I took a second loan from the same bank in the year 2006 where I shifted a loan that I had from HDFC to this bank. At this time I was offered a discount of 1.5% over the Retail Lending Rate and my effective interest was in the region of 8%. Fixed rate loans were available at that time between 9-9.5%. This interest rate on this loan shot upto 13.5% by the middle of 2008.
And lo behold, as RBI started cutting rates in the second half of 2008 we were very happy (me and my wife) than now finally rates will start coming down. However to our astonishment there was no action from this bank till one week back. Even with RBI’s policy rates coming down to multi year lows, liquidity in the system shooting up, deposit rates coming down etc. etc. the RLR remained at a stubborn 15%. In the meantime most banks started announcing lower rates on loans for new customers but not for older existing one. Institutions like HDFC reduced rates to between 9-10%, SBI came out with a 8% loan scheme and several other PSU banks followed. However it seemed to have no impact on a vast majority of Foreign and Private sector banks. I even wrote a letter to this bank to which they replied that they were looking into the matter and would soon reduce rates. Finally they have reduced rates by just 0.5% last week.

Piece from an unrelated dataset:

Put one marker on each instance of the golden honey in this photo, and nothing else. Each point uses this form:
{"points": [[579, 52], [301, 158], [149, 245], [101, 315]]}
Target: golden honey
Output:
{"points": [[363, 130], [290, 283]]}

Today this same bank, while keeping its PLR high give loans to new consumers at a greater discount to its RLR while keeping interest rates high for older customers.
I think this brings into question the very relevance of floating rates. This actually means that in a country like India, with the way most of these banks behave it is better to have a fixed rate rather than a floating rate, specially for consumer loans. I believe that this is nothing but taking customers for a ride as there seems to be no accountability on this front. As such I strongly believe that the proposal of RBI to bring more transparency into the lending practices of banks is a welcome move.
Also most people who are suffering because of these actions of banks should not take it lying down and question their banks as the floating rate provisions might be followed in letter but not in spirit. I believe that it is high time that some authority is appointed by either the Ministry of Consumer Affairs or the RBI to take care of interest of borrowers who are straddled with the so called “Floating but actually Non Floating Loans”.